The site sits in the northeast corner of the county, near the unincorporated community of Burkville, and is ringed by residential areas on every side, Johnson said.
“This is not off in some distant, out-of-the-way place,” he said. “It’s literally in the middle of a fairly heavily populated rural community. We’re a very small rural county. We have about ten thousand people. But within a two or three-mile radius, there are probably four or five hundred people who live in that radius around this facility. So it’s a pretty significant issue to a lot of our neighbors.”
Cloverleaf does not build, own, or operate data centers.
It describes itself publicly as a developer of clean-powered, “ready-to-build” sites, acquiring land, securing power interconnection with utilities, and then selling to a hyperscale operator that will ultimately build and run the facility.
To Johnson, that structure is the heart of the problem.
“They’re a developer,” he said.
“What they do is locate sites that have the power capacity they might need for an end user. They work out all the deals with the local government, they secure the rights to the land, and then at some point they’ll work with an end user to build a facility. At this point, we don’t know what that agreement even looks like, whether there’s privity clauses between them as the developer and the ultimate owner. So our conversations with the developer may not have any bearing on what the end user may ultimately do.”
Cloverleaf’s other publicly announced projects include a roughly 2,000-acre campus in Port Washington, Wisconsin, and a 900-plus-acre site in Monroe County, Georgia, neither of which has a named end tenant.
On Monday night, roughly one hundred Lowndes County residents packed the Highway 80 Cafe for a community meeting, convened on under a week’s notice.
“It is definitely growing,” Judge Johnson said of the opposition.

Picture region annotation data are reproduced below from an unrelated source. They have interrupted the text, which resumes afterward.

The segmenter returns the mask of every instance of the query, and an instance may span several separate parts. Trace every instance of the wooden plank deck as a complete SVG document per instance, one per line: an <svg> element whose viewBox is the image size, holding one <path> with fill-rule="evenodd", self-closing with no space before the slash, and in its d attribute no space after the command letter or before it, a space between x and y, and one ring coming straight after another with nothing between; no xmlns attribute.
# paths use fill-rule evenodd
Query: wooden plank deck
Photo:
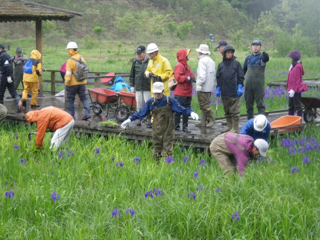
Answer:
<svg viewBox="0 0 320 240"><path fill-rule="evenodd" d="M7 92L6 92L5 96L9 96L10 94ZM17 113L15 112L16 107L13 100L12 99L6 99L5 97L4 98L4 105L8 108L8 111L7 120L12 122L28 124L28 123L25 119L25 114L29 111L36 110L30 108L30 99L28 99L26 109L24 112ZM37 103L41 105L40 108L37 109L38 110L41 108L50 106L54 106L64 110L64 97L44 95L43 97L38 97ZM101 135L115 135L126 137L129 139L135 140L137 142L145 140L152 140L151 129L146 127L146 124L145 123L143 123L141 126L138 126L136 125L136 122L134 122L131 123L125 130L123 130L121 128L120 125L121 122L118 122L119 124L118 125L106 126L101 125L99 124L99 122L108 120L117 121L114 118L112 111L109 111L108 116L106 117L105 115L107 114L107 111L104 110L100 115L95 114L92 110L91 118L88 121L84 121L81 120L82 117L84 115L83 107L77 107L76 103L75 106L75 121L74 128L75 131L91 134L98 133ZM287 114L287 111L266 112L266 115L268 115L267 118L270 123ZM174 136L175 142L176 142L177 144L186 146L193 146L203 149L205 152L207 151L212 140L220 134L221 131L225 127L225 125L221 123L221 121L224 120L224 118L218 118L216 120L218 123L216 125L213 127L207 128L195 126L195 123L196 122L190 118L188 127L191 132L188 133L176 132ZM318 124L320 123L320 118L317 118L316 120ZM246 121L246 116L241 116L239 124L239 129ZM303 122L299 127L303 129L304 124ZM277 129L276 129L275 130L275 132L273 134L278 134L277 132Z"/></svg>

“There have been Facebook groups started devoted to stopping a data center in Lowndes County. It’s been going like wildfire throughout our community. We’re a small, rural county where most everybody knows everybody else, and concerns are getting shared far and wide. I’ve seen people express reservations who live in far southeast Lowndes County and far southwest Lowndes County. We had folks from the Mosses community, from Fort Deposit, from all across Lowndes County.”
At a county commission meeting earlier this month, Commissioner Dickson Farrior moved to deny any tax abatement for the project before a formal abatement request had been made. The motion failed.
“I’ve been getting calls and emails about a data center coming into north Lowndes County from the community,” Farrior told The Lowndes Signal. “It’s going to affect the people’s health, the property values, the quality of life… everything. I want to go on record denying them any abatement.”
Commissioner Robert Harris offered a different view, recommending the commission wait and consider abatements only when and if developers formally requested them.
The Lowndes County Commission meets at the county courthouse in Hayneville. Johnson said many residents plan to attend the next meeting and have requested to be placed on the agenda.
“At some point there will have to be a public hearing scheduled by the county commission,” he said. “I’m sure the developer will be present and have an opportunity to present whatever they would like to present.”